At the premium end, the restaurant at New York’s Museum of Modern Art has been awarded two Michelin stars, while the nearby Metropolitan has recently partnered with an acclaimed chef and restauranteur to create a coveted destination proposition. Closer to home, Tate Modern boasts a top floor restaurant overlooking the Thames, with the gallery giving a certain amount of added panache.

Somewhat more casual, the Hepworth Wakefield has created a sense of place, showcasing local producers in its modern eatery, which sells seasonal, Yorkshire sourced food and drink. Whereas others have opted to lease space to recognised brands. For example, if you take a trip to the Natural History Museum, the National Theatre, or Oxford’s Ashmolean, you will find Benugo’s gourmet cafes. Whereas Peyton & Byrne provides its premium bakery-restaurant fare to visitors of the Imperial War Museum and the National Gallery.

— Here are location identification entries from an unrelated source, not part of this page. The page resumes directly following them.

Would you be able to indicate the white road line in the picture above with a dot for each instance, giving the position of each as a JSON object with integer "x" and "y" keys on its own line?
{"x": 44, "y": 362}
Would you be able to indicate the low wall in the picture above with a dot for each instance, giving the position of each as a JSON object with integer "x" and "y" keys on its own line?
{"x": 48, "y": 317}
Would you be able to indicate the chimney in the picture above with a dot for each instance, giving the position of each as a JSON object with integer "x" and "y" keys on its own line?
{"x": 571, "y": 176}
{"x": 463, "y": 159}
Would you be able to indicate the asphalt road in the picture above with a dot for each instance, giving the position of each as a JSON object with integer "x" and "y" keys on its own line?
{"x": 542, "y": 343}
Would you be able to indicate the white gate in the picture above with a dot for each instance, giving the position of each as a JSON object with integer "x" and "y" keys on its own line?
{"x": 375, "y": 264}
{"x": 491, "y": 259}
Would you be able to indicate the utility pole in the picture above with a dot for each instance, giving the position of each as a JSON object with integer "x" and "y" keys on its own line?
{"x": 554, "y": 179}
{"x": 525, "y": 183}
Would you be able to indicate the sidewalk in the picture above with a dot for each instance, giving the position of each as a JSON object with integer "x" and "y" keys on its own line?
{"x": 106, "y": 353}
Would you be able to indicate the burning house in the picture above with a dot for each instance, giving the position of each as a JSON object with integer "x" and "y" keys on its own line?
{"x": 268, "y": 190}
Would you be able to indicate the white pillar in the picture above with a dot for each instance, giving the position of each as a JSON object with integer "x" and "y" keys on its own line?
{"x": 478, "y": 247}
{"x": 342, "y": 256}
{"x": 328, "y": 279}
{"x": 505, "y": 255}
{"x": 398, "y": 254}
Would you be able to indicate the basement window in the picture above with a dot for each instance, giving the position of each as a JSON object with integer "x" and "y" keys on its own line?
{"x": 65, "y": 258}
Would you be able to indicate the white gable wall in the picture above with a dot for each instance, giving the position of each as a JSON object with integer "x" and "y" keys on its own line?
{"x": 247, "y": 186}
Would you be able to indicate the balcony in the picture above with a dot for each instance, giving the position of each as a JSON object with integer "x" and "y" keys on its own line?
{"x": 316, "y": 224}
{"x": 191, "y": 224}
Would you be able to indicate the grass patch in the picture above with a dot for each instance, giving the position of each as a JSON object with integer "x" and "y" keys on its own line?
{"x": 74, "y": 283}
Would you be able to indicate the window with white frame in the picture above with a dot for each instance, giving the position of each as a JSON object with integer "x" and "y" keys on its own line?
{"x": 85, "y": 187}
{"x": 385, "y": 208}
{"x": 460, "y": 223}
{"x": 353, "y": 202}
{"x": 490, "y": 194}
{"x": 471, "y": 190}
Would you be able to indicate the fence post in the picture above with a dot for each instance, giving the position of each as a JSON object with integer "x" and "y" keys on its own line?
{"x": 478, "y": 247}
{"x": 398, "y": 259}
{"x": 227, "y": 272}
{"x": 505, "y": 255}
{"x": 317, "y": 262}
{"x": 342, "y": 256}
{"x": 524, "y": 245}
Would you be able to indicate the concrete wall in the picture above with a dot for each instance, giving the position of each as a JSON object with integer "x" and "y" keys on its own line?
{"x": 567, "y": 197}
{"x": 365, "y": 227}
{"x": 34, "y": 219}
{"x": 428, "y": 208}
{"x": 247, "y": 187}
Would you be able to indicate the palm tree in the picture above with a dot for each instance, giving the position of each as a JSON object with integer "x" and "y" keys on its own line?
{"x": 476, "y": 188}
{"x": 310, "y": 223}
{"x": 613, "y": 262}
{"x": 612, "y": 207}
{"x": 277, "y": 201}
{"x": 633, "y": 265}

We have been taking a closer look at how museums and galleries are collaborating with F&B operators, and it is clear that the benefits can be mutual:

For the museums and galleries…

  • By selecting an F&B partner with the appropriate fit, a restaurant can support and complement the core values and image of a gallery or museum, in line with their exhibitions and installations
  • A compelling restaurant proposition can help drive footfall; potentially becoming an attraction in its own right, rather than being distinctly secondary to the culture
  • The additional revenue stream can stabilise income and broaden visits across different times of day; extending into the evening, outside of core museum and gallery hours

For the F&B operator….

  • There is a certain brand kudos from being present within a gallery or museum, resulting in image enhancement and a positive impact on brand equity
  • For brands typically found on the high street or in shopping centres, a location within a cultural institution constitutes a new channel and route to market – a window to the brand in front of a different customer base
  • Gallery and museum visitors represent a relatively captive audience, often with very little immediate competition within the site

The symbiotic nature of this relationship suggests that this is a trend that is set to continue, both in the UK and further afield.